New York State Court of Claims

New York State Court of Claims

ORTLIEB v. THE STATE OF NEW YORK, #2004-015-591, Claim No. 105460


Case Information

Claimant short name:
Footnote (claimant name) :

Footnote (defendant name) :

Third-party claimant(s):

Third-party defendant(s):

Claim number(s):
Motion number(s):

Cross-motion number(s):

Claimant's attorney:
Setright & Longstreet, LLPBy: Michael J. Longstreet, Esquire
Defendant's attorney:
Honorable Eliot Spitzer, Attorney General
By: Congdon, Flaherty, O'Callaghan, Reid, Donlon, Travis & FishlingerJames J. Leyden, Esquire, appearing
Third-party defendant's attorney:

Signature date:
February 11, 2004
Saratoga Springs

Official citation:

Appellate results:

See also (multicaptioned case)

The trial of the above captioned matter was bifurcated by Order of the Court dated June 27, 2003 and this decision addresses only the issue of liability.

The facts surrounding the incident in which claimant was injured are not controverted. On November 14, 2000 claimant was employed by Syracuse Constructors, Inc. as a pipe layer engaged in the installation of a water pipeline for the Town of Malone. At approximately 1:15 p.m. claimant was in a trench running parallel to State Route 11 east of its junction with County Route 24 when a twenty foot section of pipe weighing approximately 850 pounds rolled into the trench striking the claimant and causing injury.

Claimant alleged liability against the State of New York as owner of the construction site pursuant to Labor Law § 240 (1). Prior to trial claimant moved for partial summary judgment on the issue of liability but the motion was denied due to claimant's failure to offer proof that the subject accident occurred on land owned by the State or within the State's right of way. Absent such proof the Court found that it was unable to determine the State's liability pursuant to Labor Law § 240 (1) as a matter of law.

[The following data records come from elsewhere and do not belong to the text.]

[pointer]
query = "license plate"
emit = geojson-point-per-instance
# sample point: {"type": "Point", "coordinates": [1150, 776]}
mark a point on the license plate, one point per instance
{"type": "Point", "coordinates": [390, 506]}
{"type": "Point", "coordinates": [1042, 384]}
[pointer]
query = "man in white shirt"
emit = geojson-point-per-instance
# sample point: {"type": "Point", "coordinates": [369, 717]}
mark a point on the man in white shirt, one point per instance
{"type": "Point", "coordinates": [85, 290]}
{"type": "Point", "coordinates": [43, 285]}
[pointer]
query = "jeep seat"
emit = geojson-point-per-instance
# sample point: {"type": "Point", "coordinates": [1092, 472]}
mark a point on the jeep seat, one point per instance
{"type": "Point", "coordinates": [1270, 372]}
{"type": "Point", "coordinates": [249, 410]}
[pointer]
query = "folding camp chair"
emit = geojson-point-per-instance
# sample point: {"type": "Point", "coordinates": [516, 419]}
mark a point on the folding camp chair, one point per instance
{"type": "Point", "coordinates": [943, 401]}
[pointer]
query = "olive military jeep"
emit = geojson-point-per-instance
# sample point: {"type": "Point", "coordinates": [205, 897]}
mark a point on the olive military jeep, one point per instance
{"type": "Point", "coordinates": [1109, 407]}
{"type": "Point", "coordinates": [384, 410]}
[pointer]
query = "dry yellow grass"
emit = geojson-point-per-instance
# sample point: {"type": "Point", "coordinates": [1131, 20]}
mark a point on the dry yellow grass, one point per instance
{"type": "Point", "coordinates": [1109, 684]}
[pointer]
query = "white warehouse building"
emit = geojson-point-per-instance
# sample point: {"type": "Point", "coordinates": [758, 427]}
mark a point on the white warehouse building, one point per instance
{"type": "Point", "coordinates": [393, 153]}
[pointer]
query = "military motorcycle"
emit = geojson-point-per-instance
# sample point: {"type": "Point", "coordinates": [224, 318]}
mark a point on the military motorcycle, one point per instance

At the liability trial held on December 16, 2003 various exhibits were offered and received in evidence including a survey map of the area, an aerial photograph and a photocopy of a New York State Department of Transportation (DOT) highway work permit authorizing water main installation work within the right of way along State Route 11. Claimant was called as the sole witness and testified to the happening of the accident. Specifically, he testified that on the morning of the accident he and his fellow employees, as part of a pipe stringing operation, had placed the subject pipe at the top of an earthen incline and shored it in place with a one foot section of 4" x 4" lumber and a rock. That afternoon claimant was working in the trench when the pipe rolled down the incline and into the trench where it struck the claimant.

Claimant described the trench as running parallel to State Route 11 and located 20 - 30 feet from the white pavement stripe as shown in various photographs received in evidence. He further testified that State inspectors were present at the site of the water main installation on a regular basis to ensure that the contractor was not digging too close to the highway.

On cross-examination the witness testified that at the time of the accident the only people in the immediate vicinity were claimant and Richard Burdick who was involved in excavating the trench with a trackhoe. Neither his supervising foreman, the project superintendent, nor the State inspector was present at the time of the accident. He further testified that he had been instructed by his foreman not to use a trench box in the excavation until after work involving a telephone wire had been completed.

At the conclusion of claimant's testimony both parties rested and stipulated on the record that the defendant's answer would be deemed amended to assert an offset pursuant to General Obligations Law § 15-108 as an affirmative defense.

The applicability of Labor Law § 240 (1) to the instant facts was addressed by the Appellate Division, Third Department in the companion matter of
Ortlieb v Town of Malone (307 AD2d 679) in which the Court affirmed a grant of summary judgment stating at p. 680:
[P]laintiff was exposed to an elevation-related hazard because his work site was positioned below the level where the pipe was secured and his injury was the result of "being struck by a falling object that was improperly hoisted or inadequately secured" (Ross v Curtis-Palmer Hydro-Elec. Co. [81 NY2d 494] supra at 501; see Van Eken v Consolidated Edison Co. of N.Y., 294 AD2d 352, 353; Orner v Port Auth. of N.Y. & N.J., 293 AD2d 517, 517-518; Outar v City of New York, 286 AD2d 671, 672-673; Panattoni v Inducon Park Assoc., 247 AD2d 823).
The Court finds similarly in this matter. The claimant has met his burden of showing defendant's ownership of the accident site, a contention not actively contradicted by the defendant. Claimant has also established that he was exposed to a gravity related risk and was injured in such a manner as to subject the defendant owner to liability under Labor Law § 240 (1). Absolute liability thus attaches requiring the entry of an interlocutory judgment against the defendant as to liability (
Zahn v Pauker, 107 AD2d 118).
Unless the parties agree to settle the matter and so advise the Court a trial on the issue of damages shall be scheduled as the Court calendar permits.

The Clerk shall enter an interlocutory judgment in accord with this decision.